En el Congreso hemos visto cómo grupos, en ambos lados, no han trepidado en saltarse las normas constitucionales que juraron respetar para lograr sus propósitos, muchas veces populistas y de corto plazo. Y nos divide también algo tan básico como cuál es el uso legítimo de la violencia como método de acción política. En definitiva, prevalece una disposición a justificar todos los medios para lograr los propios objetivos, y ello incluye prescindir de las instituciones y los procedimientos democráticos. Todo esto, por cierto, contribuye a denigrar el tono del debate público, donde priman la hostilidad y la retórica odiosa, y desaparece cualquier atisbo de la amistad cívica necesaria para que la democracia funcione.
¿Cuán grave es y cómo nos afecta esta polarización extrema? Evidentemente, la primera consecuencia negativa es el debilitamiento de la gobernabilidad, pues los desacuerdos extremos dificultan las conversaciones, transacciones y negociaciones para llegar a los entendimientos indispensables para salir del pantano del estancamiento, la pobreza creciente y el control criminal que nos asuelan. El retorno a la política de suma-cero conduce a los grupos extremos a creer que cualquier concesión es una traición o una derrota.

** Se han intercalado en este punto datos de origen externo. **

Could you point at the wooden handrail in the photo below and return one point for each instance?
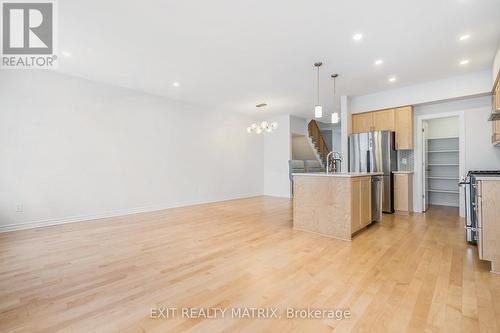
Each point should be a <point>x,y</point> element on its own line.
<point>318,140</point>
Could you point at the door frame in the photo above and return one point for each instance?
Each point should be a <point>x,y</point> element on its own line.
<point>418,154</point>
<point>425,199</point>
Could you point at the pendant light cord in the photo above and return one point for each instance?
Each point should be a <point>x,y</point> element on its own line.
<point>317,100</point>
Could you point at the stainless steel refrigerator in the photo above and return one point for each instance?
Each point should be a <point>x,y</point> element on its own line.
<point>374,152</point>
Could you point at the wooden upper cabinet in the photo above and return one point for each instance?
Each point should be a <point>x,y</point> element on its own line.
<point>362,122</point>
<point>404,128</point>
<point>384,120</point>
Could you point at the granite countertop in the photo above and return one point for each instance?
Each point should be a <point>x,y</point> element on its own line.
<point>338,174</point>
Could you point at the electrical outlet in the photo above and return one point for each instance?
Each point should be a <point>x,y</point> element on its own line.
<point>19,208</point>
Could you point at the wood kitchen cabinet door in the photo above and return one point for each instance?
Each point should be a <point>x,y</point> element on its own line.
<point>404,128</point>
<point>361,203</point>
<point>384,120</point>
<point>488,210</point>
<point>365,201</point>
<point>403,190</point>
<point>362,122</point>
<point>495,136</point>
<point>355,208</point>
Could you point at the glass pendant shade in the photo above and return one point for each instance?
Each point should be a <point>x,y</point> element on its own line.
<point>318,111</point>
<point>335,118</point>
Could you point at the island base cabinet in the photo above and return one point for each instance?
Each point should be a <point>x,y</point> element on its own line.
<point>332,206</point>
<point>361,203</point>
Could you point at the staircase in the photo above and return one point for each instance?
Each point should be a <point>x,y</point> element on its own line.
<point>317,142</point>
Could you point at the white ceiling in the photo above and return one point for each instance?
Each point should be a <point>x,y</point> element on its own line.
<point>231,54</point>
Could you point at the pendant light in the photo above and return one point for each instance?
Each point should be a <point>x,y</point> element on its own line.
<point>318,109</point>
<point>335,115</point>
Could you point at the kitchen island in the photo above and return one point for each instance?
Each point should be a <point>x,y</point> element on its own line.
<point>336,205</point>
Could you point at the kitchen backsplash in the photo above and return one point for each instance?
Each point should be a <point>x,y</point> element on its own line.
<point>405,160</point>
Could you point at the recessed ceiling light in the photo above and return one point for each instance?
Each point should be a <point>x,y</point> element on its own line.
<point>357,36</point>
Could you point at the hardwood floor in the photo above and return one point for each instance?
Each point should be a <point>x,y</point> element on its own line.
<point>407,273</point>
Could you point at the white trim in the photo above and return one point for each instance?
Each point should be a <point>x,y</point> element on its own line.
<point>103,215</point>
<point>417,176</point>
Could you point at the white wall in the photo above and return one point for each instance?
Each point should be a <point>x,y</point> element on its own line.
<point>443,127</point>
<point>72,149</point>
<point>301,148</point>
<point>298,125</point>
<point>496,65</point>
<point>455,87</point>
<point>345,130</point>
<point>277,152</point>
<point>480,154</point>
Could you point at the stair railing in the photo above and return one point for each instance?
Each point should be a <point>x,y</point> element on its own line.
<point>318,140</point>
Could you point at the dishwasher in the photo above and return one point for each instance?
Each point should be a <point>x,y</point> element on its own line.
<point>377,184</point>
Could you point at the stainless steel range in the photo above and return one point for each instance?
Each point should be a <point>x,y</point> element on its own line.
<point>472,222</point>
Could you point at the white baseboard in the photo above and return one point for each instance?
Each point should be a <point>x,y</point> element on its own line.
<point>103,215</point>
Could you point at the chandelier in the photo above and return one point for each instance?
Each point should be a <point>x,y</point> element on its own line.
<point>263,126</point>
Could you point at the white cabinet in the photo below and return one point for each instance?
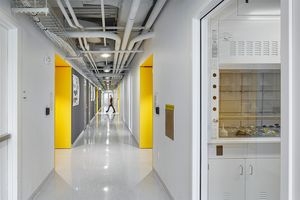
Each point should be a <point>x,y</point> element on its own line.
<point>263,179</point>
<point>226,179</point>
<point>244,179</point>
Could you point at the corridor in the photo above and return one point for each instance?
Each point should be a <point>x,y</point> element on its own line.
<point>106,164</point>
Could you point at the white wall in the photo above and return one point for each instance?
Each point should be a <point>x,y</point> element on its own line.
<point>36,89</point>
<point>172,48</point>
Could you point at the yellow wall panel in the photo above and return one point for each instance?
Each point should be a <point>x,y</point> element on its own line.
<point>146,107</point>
<point>97,101</point>
<point>63,106</point>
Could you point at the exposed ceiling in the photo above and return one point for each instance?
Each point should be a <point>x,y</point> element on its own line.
<point>100,36</point>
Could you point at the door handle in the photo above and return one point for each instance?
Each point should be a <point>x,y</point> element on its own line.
<point>251,170</point>
<point>241,170</point>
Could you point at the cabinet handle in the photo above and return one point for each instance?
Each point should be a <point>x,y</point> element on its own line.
<point>241,170</point>
<point>251,170</point>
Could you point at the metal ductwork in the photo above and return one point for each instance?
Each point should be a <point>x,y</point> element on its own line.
<point>89,32</point>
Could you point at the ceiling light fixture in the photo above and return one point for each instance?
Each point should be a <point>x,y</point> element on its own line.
<point>105,55</point>
<point>106,70</point>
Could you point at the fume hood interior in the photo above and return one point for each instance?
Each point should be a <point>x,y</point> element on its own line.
<point>244,66</point>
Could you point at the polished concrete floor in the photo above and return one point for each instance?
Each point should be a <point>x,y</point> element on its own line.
<point>105,165</point>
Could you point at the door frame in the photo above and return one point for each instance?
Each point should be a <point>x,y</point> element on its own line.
<point>199,151</point>
<point>14,156</point>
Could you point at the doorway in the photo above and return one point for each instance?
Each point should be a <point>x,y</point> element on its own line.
<point>9,157</point>
<point>146,104</point>
<point>241,100</point>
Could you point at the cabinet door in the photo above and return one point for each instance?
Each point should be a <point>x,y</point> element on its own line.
<point>263,179</point>
<point>226,179</point>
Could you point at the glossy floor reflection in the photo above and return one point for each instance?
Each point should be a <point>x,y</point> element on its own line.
<point>105,165</point>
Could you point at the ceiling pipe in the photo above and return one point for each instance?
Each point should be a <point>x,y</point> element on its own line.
<point>139,38</point>
<point>103,19</point>
<point>153,16</point>
<point>64,12</point>
<point>73,14</point>
<point>86,46</point>
<point>93,34</point>
<point>129,25</point>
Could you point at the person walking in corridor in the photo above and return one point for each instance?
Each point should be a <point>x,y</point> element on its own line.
<point>111,100</point>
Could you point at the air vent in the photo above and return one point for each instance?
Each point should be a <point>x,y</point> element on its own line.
<point>227,196</point>
<point>253,48</point>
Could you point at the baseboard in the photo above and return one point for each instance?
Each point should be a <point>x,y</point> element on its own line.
<point>162,183</point>
<point>37,191</point>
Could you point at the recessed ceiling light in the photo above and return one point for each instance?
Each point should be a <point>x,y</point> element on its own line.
<point>106,70</point>
<point>105,55</point>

En este sentido, tengo el convencimiento de que un eje central de la campaña electoral y la pregunta crucial que los electores deberían responder es: ¿Quiere Ud. un país que recupere la capacidad de lograr acuerdos, diálogos, entendimiento, resolución pacífica de las diferencias y que volvamos a ser adversarios y no enemigos, o bien prefiere continuar con la confrontación permanente y la consecuente parálisis, hasta que un sector aplaste al otro?